FIG. 6 shows a main signal radiation pattern 15c, an auxiliary signal radiation pattern 15d, and a main signal radiation pattern 15e on which the above-mentioned auxiliary signals are superimposed. The control circuit 8 controls the directionality of the auxiliary signal taken out from the switching circuit 5.
The phase shifter 2 is controlled by the angle θ of the main signal radiation pattern 15c.

The control circuit 8 controls the variable attenuator 16 so that the level of the auxiliary signal is the same as that of the force direction, and the variable phase shifter 17 is controlled by the control circuit 8 so that the angle θ and the phase of the force direction have a phase difference of 180°. A radiation pattern 15d is formed. Here, by superimposing the main signal radiation pattern 15c and the auxiliary signal radiation pattern 15d using the coupler 13, the main signal radiation pattern 15e with the auxiliary signal superimposed thereon is outputted from the signal input/output terminal. At this time, a null point is formed at the angle θ and in the direction, so that side ropes can be reduced, and unnecessary reflected waves can be reduced and signals from pseudo targets can be removed.

〔Effect of the invention〕

As described above, according to the present invention, a signal is supplied or received by selecting one, any plurality, or all of the plurality of electronically scanned array antennas to operate. By configuring the circuit in this manner, the number of element antennas and phase shifters can be reduced, and as a result, an electronic scanning array antenna device that is small, lightweight, and capable of scanning a beam over a wide area can be obtained.
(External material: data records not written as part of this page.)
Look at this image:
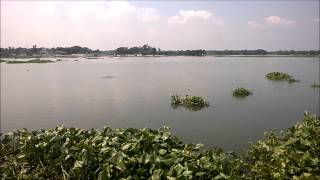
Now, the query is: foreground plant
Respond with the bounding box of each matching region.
[232,87,252,97]
[0,126,236,179]
[7,59,54,64]
[266,72,300,83]
[171,94,210,110]
[0,113,320,180]
[246,113,320,179]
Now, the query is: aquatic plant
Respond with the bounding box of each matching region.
[7,59,54,64]
[311,82,320,88]
[0,113,320,179]
[86,57,99,59]
[0,126,238,179]
[171,94,210,110]
[232,87,252,97]
[266,72,300,83]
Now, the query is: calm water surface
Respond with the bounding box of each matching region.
[1,57,319,150]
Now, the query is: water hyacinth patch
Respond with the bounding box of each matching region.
[0,126,236,179]
[246,113,320,179]
[311,83,320,88]
[266,72,300,83]
[7,59,54,64]
[0,113,320,179]
[171,94,210,111]
[232,87,252,98]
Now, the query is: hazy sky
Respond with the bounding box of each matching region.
[1,0,319,50]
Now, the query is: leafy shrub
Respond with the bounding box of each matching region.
[0,113,320,180]
[232,87,252,97]
[0,126,236,179]
[171,94,210,110]
[247,113,320,179]
[266,72,300,83]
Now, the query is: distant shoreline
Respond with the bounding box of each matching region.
[0,54,320,60]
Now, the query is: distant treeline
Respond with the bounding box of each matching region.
[0,46,100,57]
[0,44,320,57]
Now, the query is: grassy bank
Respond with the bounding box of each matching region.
[0,113,320,179]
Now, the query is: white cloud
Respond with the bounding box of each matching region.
[265,16,296,26]
[168,10,224,25]
[247,21,261,28]
[312,18,320,23]
[140,8,160,22]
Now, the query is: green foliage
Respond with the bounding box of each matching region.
[232,87,252,98]
[247,113,320,179]
[171,94,210,111]
[311,83,320,88]
[7,59,54,64]
[0,126,237,179]
[266,72,299,83]
[0,113,320,179]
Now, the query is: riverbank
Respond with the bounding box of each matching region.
[0,113,320,179]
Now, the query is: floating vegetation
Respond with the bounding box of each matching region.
[7,59,54,64]
[311,83,320,88]
[246,113,320,179]
[101,76,115,79]
[266,72,300,83]
[86,57,99,59]
[171,94,210,111]
[232,87,252,98]
[0,113,320,180]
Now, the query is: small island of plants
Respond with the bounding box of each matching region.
[232,87,252,98]
[0,113,320,180]
[171,94,210,110]
[266,72,300,83]
[7,59,55,64]
[311,83,320,88]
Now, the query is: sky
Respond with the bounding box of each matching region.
[1,0,319,51]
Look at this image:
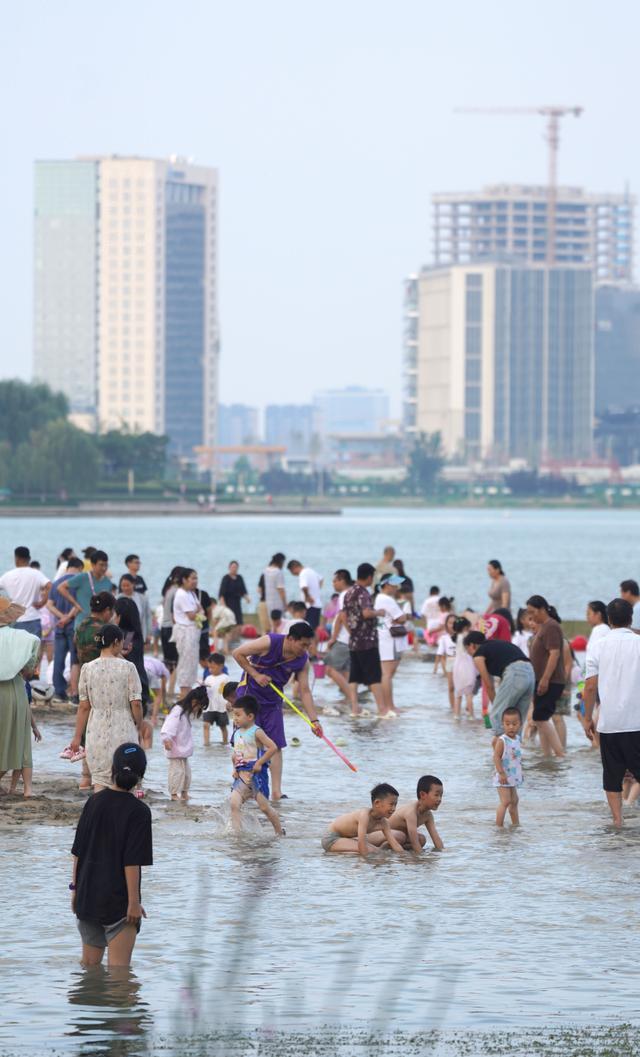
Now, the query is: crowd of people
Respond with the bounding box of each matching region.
[0,546,640,959]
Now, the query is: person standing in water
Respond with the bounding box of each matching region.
[232,620,323,800]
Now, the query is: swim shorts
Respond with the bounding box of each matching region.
[77,917,141,947]
[321,829,342,852]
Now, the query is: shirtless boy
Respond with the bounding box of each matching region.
[389,775,444,854]
[321,782,405,855]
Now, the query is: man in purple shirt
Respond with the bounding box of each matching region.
[233,620,323,800]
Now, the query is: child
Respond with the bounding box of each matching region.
[160,686,208,802]
[511,609,533,657]
[389,775,444,854]
[452,616,478,719]
[434,613,457,716]
[321,782,406,855]
[69,742,153,968]
[222,680,238,711]
[231,693,285,837]
[424,595,453,675]
[493,708,523,827]
[202,653,229,745]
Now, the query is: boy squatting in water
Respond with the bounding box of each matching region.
[321,775,444,855]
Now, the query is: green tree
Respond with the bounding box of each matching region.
[0,378,69,448]
[407,433,444,496]
[10,420,98,496]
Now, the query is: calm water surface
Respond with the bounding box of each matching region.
[0,511,640,1055]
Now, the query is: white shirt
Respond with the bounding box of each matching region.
[204,671,228,712]
[297,565,323,609]
[586,628,640,734]
[335,588,349,646]
[0,565,49,623]
[373,591,403,638]
[173,588,200,628]
[145,653,169,690]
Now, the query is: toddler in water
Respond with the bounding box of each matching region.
[231,693,285,837]
[493,708,523,827]
[160,686,208,801]
[452,616,478,720]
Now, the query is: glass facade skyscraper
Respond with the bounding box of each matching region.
[35,155,219,450]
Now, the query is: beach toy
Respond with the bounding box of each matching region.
[269,683,358,771]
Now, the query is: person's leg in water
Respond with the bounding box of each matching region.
[381,661,398,712]
[107,925,138,969]
[495,785,511,827]
[533,720,565,759]
[270,748,282,800]
[255,793,285,837]
[551,712,567,748]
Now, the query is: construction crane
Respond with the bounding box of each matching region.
[455,107,584,265]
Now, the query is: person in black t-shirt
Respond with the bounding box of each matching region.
[464,631,535,737]
[69,742,153,967]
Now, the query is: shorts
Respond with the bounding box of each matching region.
[160,628,178,671]
[231,767,269,803]
[202,712,228,727]
[532,683,565,723]
[323,643,351,671]
[321,830,342,852]
[349,646,382,686]
[600,730,640,793]
[77,917,141,948]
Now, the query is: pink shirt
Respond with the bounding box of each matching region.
[160,705,194,760]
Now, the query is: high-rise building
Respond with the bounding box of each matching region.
[433,184,635,282]
[596,284,640,414]
[264,404,318,456]
[405,264,593,463]
[313,386,389,437]
[34,156,219,457]
[218,404,260,447]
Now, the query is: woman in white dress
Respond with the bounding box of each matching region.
[373,576,409,716]
[70,624,142,793]
[173,569,204,698]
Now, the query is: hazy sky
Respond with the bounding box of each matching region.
[0,0,640,407]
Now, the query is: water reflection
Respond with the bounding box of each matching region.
[66,965,152,1057]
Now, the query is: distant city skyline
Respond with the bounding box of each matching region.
[0,0,640,415]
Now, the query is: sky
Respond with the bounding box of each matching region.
[0,0,640,413]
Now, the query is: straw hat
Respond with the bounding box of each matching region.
[0,598,26,628]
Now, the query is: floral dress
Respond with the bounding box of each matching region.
[493,734,524,789]
[78,657,142,785]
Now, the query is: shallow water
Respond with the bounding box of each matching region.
[0,657,640,1054]
[0,507,640,618]
[0,511,640,1057]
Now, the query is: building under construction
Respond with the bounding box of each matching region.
[433,184,635,282]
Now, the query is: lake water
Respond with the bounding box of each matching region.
[0,511,640,1057]
[0,507,640,618]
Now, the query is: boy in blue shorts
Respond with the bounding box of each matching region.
[231,693,285,837]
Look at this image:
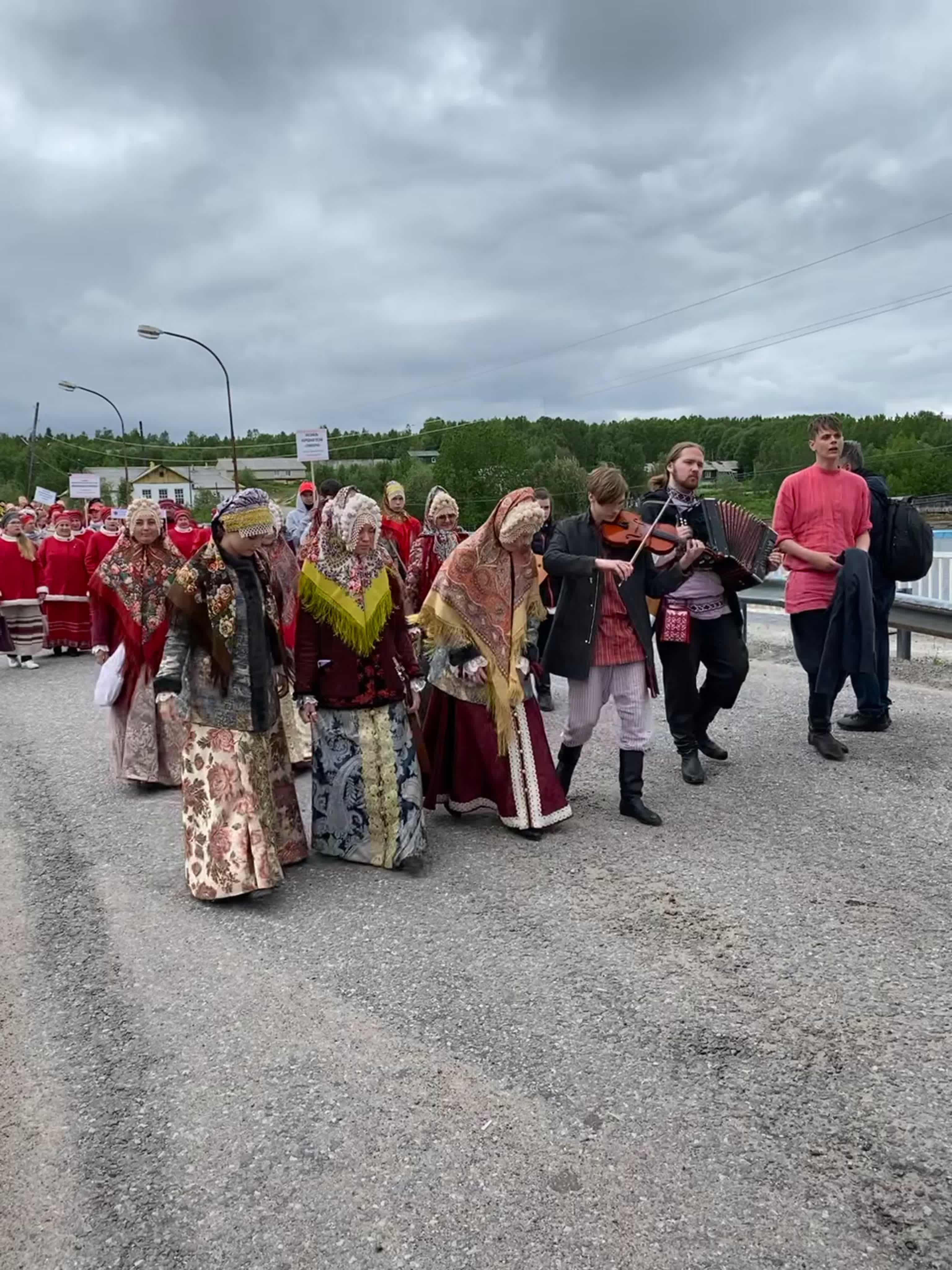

[Brief explanation of drawings]

FIG. 1 is a block diagram showing an electronically scanned array antenna device according to an embodiment of the present invention, FIG. 2 is a diagram showing the beam coverage of the electronically scanned array antenna device of the present invention, and FIGS. 3 and 5 are A block diagram showing an electronically scanned array antenna device according to another embodiment of the present invention, FIGS. 4 and 6 are diagrams showing examples of the radiation patterns of FIGS. 3 and 5, and FIG. FIG. 8 is a block diagram showing a scanning array antenna device, and is a coordinate system diagram showing vectors showing the positions of elements and vectors showing directivity directions. In the figure, IIJ (1=1 to m, j=1 to n) is an element antenna, Lt (i=1 to m, J-1xn) is a phase shifter, and 3+ (i=1=m) is a combination distribution circuit. , 4mu (i
-1 to m) are electronic scanning array antennas, 15 is a switching circuit, 26 is a combination/distribution circuit, 7 is a switching circuit, 8 is a control circuit, 9 is a signal input/output terminal, and 10! (i-1 to m) are each beam coverage of the electronic scanning play antenna 4, ll
are each beam coverage of the composite scanning play antenna 4 of the electronic scanning array antenna 4, 12 is the required beam coverage, 13.13a and 13b are couplers, 14 is a determination circuit, 15a to 15e are radiation patterns, and 16 is variable attenuation. vessel,
17 is a variable phase shifter. In the drawings, the same reference numerals indicate the same or equivalent parts.

Claims (1)

[Claims] (1) Multiple antenna elements arranged on an arbitrary surface,
A phase shifter that changes the excitation signal to each element in an electronic scanning array antenna device that supplies a signal via a phase shifter with a variable phase amount and directs a beam in a desired direction by changing the phase amount. and a combination/distribution circuit that distributes and supplies an excitation signal to each element or combines signals from each element; a switching circuit that selects any one electronically scanned array antenna to supply or receive a signal; and a switching circuit that supplies or receives a signal to any one of the electronically scanned array antennas; and a switching circuit that supplies an excitation signal to any or all of the electronically scanned array antennas. An electronic scanning array antenna device comprising: a combination/distribution circuit that distributes and supplies or combines; and a control circuit that controls the phase shifter, switching circuit, and combination/distribution circuit.